1	Create dev + prod test catalogs
2	Configure dev: two spaces (Finance + Clinical)
3	`make generate ENV=dev` + `make apply ENV=dev`
4	Verify dev data + ABAC
5	`make promote SOURCE_ENV=dev DEST_ENV=prod DEST_CATALOG_MAP=dev_fin=prod_fin,dev_clinical=prod_clinical`
6	`make apply ENV=prod`
7	`setup_test_data.py --verify-prod`
8	Teardown both envs

Key assertions:

envs/prod/env.auto.tfvars written by promote with prod_fin catalog references
envs/prod/generated/abac.auto.tfvars contains remapped prod catalog names
Prod column tags and masking policies applied

6. multi-env — Two independent envs (BU scenario)

Validates the independent second environment from playbook.md § 6.

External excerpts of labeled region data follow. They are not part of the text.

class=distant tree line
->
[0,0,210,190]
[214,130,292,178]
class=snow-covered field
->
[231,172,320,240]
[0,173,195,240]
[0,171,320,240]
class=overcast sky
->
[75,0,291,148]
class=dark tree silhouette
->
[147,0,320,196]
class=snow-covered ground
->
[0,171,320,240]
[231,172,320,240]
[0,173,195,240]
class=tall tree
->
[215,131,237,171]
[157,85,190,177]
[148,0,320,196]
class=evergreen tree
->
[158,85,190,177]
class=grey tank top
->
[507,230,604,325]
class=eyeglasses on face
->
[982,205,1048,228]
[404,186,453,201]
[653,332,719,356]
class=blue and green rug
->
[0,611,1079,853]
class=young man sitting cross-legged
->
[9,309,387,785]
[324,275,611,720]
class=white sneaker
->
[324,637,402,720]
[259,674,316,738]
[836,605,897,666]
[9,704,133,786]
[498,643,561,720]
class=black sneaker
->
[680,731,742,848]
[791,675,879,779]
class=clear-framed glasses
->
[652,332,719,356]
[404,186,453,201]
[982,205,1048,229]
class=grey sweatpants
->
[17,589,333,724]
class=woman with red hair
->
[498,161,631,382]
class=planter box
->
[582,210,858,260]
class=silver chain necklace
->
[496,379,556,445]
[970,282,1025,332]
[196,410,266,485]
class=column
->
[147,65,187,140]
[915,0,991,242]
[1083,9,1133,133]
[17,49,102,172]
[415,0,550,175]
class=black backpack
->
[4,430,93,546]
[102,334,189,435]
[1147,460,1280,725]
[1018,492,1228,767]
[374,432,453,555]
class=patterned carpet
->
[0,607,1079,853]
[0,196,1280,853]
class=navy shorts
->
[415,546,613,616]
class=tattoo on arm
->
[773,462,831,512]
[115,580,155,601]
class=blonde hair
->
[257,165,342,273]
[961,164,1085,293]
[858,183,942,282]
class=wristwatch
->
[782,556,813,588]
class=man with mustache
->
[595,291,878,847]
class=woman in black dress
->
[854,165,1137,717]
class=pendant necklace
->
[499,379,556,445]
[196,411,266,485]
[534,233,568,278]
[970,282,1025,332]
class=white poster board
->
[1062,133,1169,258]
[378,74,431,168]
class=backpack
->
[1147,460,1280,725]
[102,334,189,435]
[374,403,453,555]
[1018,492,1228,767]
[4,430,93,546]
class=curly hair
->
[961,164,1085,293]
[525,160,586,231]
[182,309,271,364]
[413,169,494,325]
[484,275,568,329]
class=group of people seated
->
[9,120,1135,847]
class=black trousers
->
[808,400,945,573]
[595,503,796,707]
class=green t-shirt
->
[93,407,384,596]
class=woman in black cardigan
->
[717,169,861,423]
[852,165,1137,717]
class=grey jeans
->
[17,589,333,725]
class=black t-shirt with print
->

dev env: Finance Analytics backed by dev_fin
bu2 env: Clinical Analytics backed by dev_clinical
Both envs use the same Databricks workspace and account
Each has its own make generate + make apply cycle with completely separate generated config and Terraform state

Key assertions:

dev/generated/abac.auto.tfvars contains Finance Analytics, not Clinical Analytics
bu2/generated/abac.auto.tfvars contains Clinical Analytics, not Finance Analytics
envs/dev/terraform.tfstate and envs/bu2/terraform.tfstate exist and differ
Finance Analytics Genie Space deployed in dev, Clinical Analytics deployed in bu2

7. attach-promote — Attach to UI-created space and promote to prod

Validates the "Import an existing Genie Space" flow from playbook.md § 3, combined with a dev → prod promotion. This is the adoption story: a data team already built a Genie Space in the Databricks UI and now wants to bring it under ABAC governance.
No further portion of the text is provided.